Fiz um convite à Elisângela Bassi, amiga, ex-colega do mestrado/Unicamp e profissional da área de Linguística e Fonoaudiologia. Queria muito que ela escrevesse no ”A Escrita nas Entrelinhas”. Ela aceitou! Que bom!!! Segue sua preciosa contribuição a todos aqueles que buscam aperfeiçoar a leitura e interpretação dos textos.   

 

Agradeço a Carla – querida e competente profissional – pelo convite para postar um texto interpretativo em seu blog.

Em razão dos últimos concursos, vestibulares e provas do Enem, escolhi interpretar uma tirinha em quadrinhos.

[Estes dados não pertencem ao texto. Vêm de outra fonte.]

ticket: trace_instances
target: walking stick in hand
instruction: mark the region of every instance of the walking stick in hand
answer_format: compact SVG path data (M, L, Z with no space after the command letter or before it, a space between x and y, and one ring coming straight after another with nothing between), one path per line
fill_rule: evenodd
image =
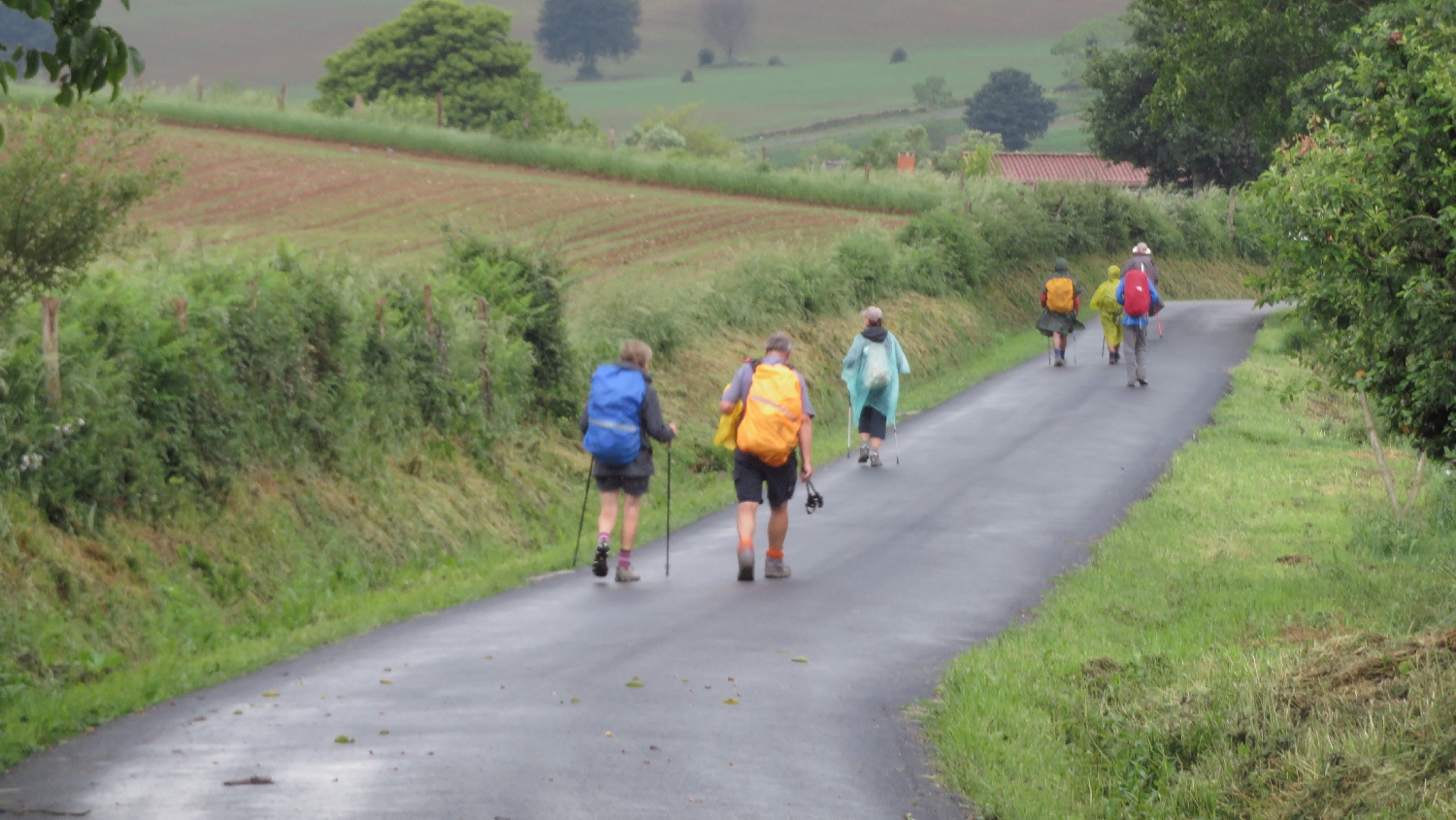
M571 551L571 565L577 567L577 553L581 552L581 530L587 526L587 497L591 495L591 470L597 466L597 457L591 457L591 466L587 468L587 488L581 491L581 520L577 521L577 549Z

A leitura interpretativa deste tipo de texto, assim como de charges, requer uma construção de sentidos que, para que ocorra, é necessário mobilizar alguns processos de significação, como a percepção da atualidade, a representação do mundo, a observação dos detalhes visuais e/ou linguísticos, a transformação de linguagem conotativa (sentido mais usual) em denotativa (sentido amplificado pelo contexto, pelos aspetos sócio-culturais etc). Em suma, usa-se o conhecimento da realidade e de processos linguísticos para ‘inverter’ ou ‘subverter’ produzindo, assim, sentidos alternativos a partir de situações extremas. 

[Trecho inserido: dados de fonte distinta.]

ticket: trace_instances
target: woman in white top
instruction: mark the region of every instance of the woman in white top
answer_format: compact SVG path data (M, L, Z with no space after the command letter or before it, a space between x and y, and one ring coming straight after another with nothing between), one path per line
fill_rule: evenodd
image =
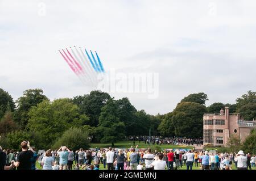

Clique sobre a tirinha para melhor visualizá-la.

  

O objetivo do Calvin era vender ao seu pai um desenho de sua autoria pela exorbitante quantia de 500 dólares. Ele optou por valorizar o desenho, mostrando todas as habilidades conquistadas para conseguir produzi-lo. O pai, no último quadrinho, reconhece o empenho do filho, utilizando-se de um conector de concessão (‘Ainda assim’), valorizando a importância de tudo aquilo. Contudo, afirma que não pagaria o valor pedido (como se dissesse: “sim, filho, foi um esforço absurdo, mas não vou pagar por isso!”).

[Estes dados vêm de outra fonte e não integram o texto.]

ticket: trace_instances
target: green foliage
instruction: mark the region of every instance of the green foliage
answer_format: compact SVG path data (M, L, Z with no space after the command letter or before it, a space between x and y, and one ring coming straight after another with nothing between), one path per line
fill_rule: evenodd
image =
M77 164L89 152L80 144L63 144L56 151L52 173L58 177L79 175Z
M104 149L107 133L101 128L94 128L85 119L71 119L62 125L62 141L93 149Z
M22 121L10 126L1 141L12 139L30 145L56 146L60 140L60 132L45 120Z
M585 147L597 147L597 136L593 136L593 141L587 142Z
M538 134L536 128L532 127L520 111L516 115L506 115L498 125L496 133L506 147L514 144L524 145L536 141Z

A graça está no fato de Calvin elaborar um discurso “maduro” em relação ao seu desenvolvimento cognitivo e motor nos dois primeiros quadrinhos e, somente depois, ficar claro para nós, leitores, que toda a força argumentativa foi em prol da cobrança pelo desenho que ele mesmo fez. Em outras palavras, o personagem empenha-se na construção de um raciocínio em prol de uma finalidade absurda – o que nos faz sorrir no último quadrinho, já que é somente nele que conseguimos ‘completar’ o sentido. Claro, se você conhece os quadrinhos do Calvin, sabe que ele tem apenas 6 anos, o que torna tudo ainda mais hilário, mas a falta deste conhecimento não prejudica em nada a interpretação textual.